On autopilot, Chang’e-4 made the touchdown, with the Queqiao relay satellite in an L2 halo orbit transmitting images of the landing process back to Earth.
“We chose a vertical descent strategy to avoid the influence of the mountains on the flight track,” said Zhang He, executive director of the Chang’e-4 probe project, from the China Academy of Space Technology.
Safe site
Li Fei, one of the designers of the lander, said when the process began, an engine was ignited to lower the craft’s relative velocity from 1.7 kilometers per second to close to zero, and the probe’s attitude was adjusted to face the Moon and descend vertically.
When it descended to an altitude of about 1.2 miles (2 kilometers), Chang’e-4’s cameras took pictures of the lunar surface so the probe could spot large obstacles such as rocks or craters, said Wu Xueying, deputy chief designer of the probe.
At 328 feet (100 meters) above the surface, the lander hovered to identify smaller obstacles and measure the slopes on the lunar surface, Wu said.

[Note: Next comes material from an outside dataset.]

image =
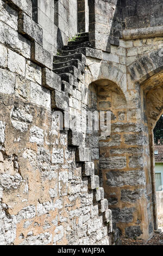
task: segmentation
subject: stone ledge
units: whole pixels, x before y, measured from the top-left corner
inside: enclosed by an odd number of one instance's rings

After calculation, the probe found the safest site, and continued its descent. When the craft was 7 feet (2 meters) above the surface, the engine stopped, and the spacecraft landed with four legs cushioning against the shock, reports Xinhua.
Post-landing
After landing, the solar panels and antennas on the probe were unfolded under the control of the space engineers in Beijing through the communication transmission of the relay satellite, which was operating in the halo orbit around the second Lagrangian point of the earth-moon system, about 65,000 km from the Moon, where it can see both the Earth and the Moon’s farside.
The first close-up photo of the Moon’s farside, taken by a monitoring camera on the lander at 11:40 a.m., showed the direction the rover would drive on to the lunar surface, reported Xinhua.
The control center in Beijing will choose a proper time to let the rover separate from the lander, according to the China National Space Administration (CNSA).